# Evaluation of $f(a,b) = \min\left(\max\left(a^2+b\;,b^2+a\right)\right)$

Evaluation of $f(a,b) = \min\left(\max\left(a^2+b\;,b^2+a\right)\right)\;,$ Where $a,b\in \mathbb{R}$

$\bf{My\; Try::}$ First we have to calculate $\max(a^2+b,b^2+a) = \left\{\begin{matrix} a^2+b& \;,a^2+b>b^2+a \\\\ b^2+a& \;,a^2+b\leq b^2+a \\ \end{matrix}\right.$

Now For $\bf{I^{st}}$ case, Here $f(a,b) = a^2+b\;\;,$If $a^2+b>b^2+a\Rightarrow (a-b)\cdot (a+b-1)>0$

Similarly For $\bf{II^{st}}$ case, $f(a,b) = b^2+a\;\;,$If $a^2+b\leq b^2+a\Rightarrow (a-b)\cdot (a+b-1)\leq 0$

Now I did not understand how can i solve it, Help me

Thanks

• How can you take the minimum of one number? – user137731 May 17 '15 at 4:50

(Update)

I assume that you want to compute the quantity $$Q:=\min_{(a,b)\in{\Bbb R}^2}\max\{a^2+b,b^2+a\}\ .$$ The difference $$(b^2+a)-(a^2+b)=(b-a)(b+a-1)$$ vanishes when $u:=b-a=0$, or when $v:=a+b-1=0$. This suggest that we introduce $u$ and $v$ as new variables, which leads to $$2a=1-u+v,\quad 2b=1+u+v\qquad\bigl((u,v)\in{\Bbb R}^2\bigr)\ .\tag{1}$$ One then computes $$4(a^2+b)=3+4v+(u-v)^2,\quad 4(b^2+a)=3+4v+(u+v)^2\ .$$ It follows that $$\max\{a^2+b,b^2+a\}={1\over4}\bigl(3+4v+\max\{(u-v)^2,(u+v)^2\}={1\over4}\bigl(3+4v+\bigl(|u|+|v|\bigr)^2\bigr)\ .$$ Now we have to minimize the right hand side over $(u,v)\in{\Bbb R}^2$. For given $v$ this is minimal when $u=0$, so that we are left with the task to minimize $$f(v):={1\over4}(3+4v+v^2)={1\over4}\bigl((v+2)^2-1\bigr)\ .$$ The minimum $-{1\over4}$ is taken when $v=-2$. Putting $u=0$, $v=-2$ in $(1)$ leads to $a=b=-{1\over2}$.
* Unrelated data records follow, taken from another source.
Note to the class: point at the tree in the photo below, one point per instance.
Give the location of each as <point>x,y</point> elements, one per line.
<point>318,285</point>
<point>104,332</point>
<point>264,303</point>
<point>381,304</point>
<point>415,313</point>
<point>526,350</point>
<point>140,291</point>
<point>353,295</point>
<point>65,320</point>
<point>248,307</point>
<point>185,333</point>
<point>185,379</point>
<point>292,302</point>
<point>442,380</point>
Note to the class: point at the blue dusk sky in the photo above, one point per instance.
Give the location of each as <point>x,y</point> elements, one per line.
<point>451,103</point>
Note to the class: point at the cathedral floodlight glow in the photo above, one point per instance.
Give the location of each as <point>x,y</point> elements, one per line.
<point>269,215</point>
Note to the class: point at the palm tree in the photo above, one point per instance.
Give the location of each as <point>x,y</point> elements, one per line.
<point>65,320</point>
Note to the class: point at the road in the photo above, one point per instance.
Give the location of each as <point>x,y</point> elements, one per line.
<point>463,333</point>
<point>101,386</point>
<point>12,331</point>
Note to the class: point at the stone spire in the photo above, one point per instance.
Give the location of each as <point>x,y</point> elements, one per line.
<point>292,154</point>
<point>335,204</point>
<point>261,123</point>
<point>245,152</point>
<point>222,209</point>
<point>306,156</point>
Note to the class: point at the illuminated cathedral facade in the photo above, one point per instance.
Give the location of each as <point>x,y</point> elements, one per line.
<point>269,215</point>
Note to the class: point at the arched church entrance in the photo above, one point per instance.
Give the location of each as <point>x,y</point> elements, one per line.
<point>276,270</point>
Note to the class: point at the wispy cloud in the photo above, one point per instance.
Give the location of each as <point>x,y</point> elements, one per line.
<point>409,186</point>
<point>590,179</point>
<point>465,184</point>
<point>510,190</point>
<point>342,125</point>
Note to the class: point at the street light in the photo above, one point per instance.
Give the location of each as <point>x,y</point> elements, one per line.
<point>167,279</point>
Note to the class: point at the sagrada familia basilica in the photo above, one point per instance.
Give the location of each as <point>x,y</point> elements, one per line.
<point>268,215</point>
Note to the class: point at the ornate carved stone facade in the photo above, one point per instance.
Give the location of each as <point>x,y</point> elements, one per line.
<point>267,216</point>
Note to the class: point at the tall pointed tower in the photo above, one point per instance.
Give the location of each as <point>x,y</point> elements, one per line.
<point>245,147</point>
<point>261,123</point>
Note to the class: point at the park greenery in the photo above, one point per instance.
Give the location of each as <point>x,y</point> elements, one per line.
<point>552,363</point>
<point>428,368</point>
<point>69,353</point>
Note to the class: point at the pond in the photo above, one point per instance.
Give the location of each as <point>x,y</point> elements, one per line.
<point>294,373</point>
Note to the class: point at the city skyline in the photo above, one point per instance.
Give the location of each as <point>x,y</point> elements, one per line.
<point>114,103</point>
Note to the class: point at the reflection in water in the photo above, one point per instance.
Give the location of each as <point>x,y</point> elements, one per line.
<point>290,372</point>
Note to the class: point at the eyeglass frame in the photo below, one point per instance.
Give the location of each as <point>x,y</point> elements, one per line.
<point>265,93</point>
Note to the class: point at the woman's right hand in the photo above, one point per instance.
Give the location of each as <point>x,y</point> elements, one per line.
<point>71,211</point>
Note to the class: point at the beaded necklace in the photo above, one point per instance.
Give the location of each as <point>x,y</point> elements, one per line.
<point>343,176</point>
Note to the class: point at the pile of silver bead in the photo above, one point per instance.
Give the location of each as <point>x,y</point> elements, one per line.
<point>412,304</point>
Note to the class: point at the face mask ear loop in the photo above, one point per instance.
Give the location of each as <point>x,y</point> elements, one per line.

• How about $a=b=- \frac{1}{2}$? – ThePortakal May 17 '15 at 15:58
• @ThePortakal: Thank you for spotting my blunder. – Christian Blatter May 17 '15 at 17:22

you can go on further, for example, 1st case:

sub case 1: $a \ge b, a+b \ge 1$ we need to find min$a^2+b$

$a^2+b=a^2-a+a+b \ge a^2-a+1=(a-\dfrac{1}{2})^2+\dfrac{3}{4} \ge \dfrac{3}{4}$ when $a=b=\dfrac{1}{2}$ get min.

rest cases you can do simliar thing.

I will also assume that you want to compute the quantity $Q:=\displaystyle\min_{(a,b) \in \mathbb{R}^2}\max(a^2+b,b^2+a)$

Notice that $\max(a^2+b,b^2+a)$ $\ge \dfrac{(a^2+b)+(b^2+a)}{2}$ $= \dfrac{1}{2}\left(a^2+a+b^2+b\right)$ $= \dfrac{1}{2}\left(a^2+a+\dfrac{1}{4}+b^2+b+\dfrac{1}{4}\right)-\dfrac{1}{4}$ $= \dfrac{1}{2}\left(a+\dfrac{1}{2}\right)^2+\dfrac{1}{2}\left(b+\dfrac{1}{2}\right)^2-\dfrac{1}{4} \ge -\dfrac{1}{4}$.

Can you figure out for what values of $a$ and $b$ do both of the inequalities become equalities?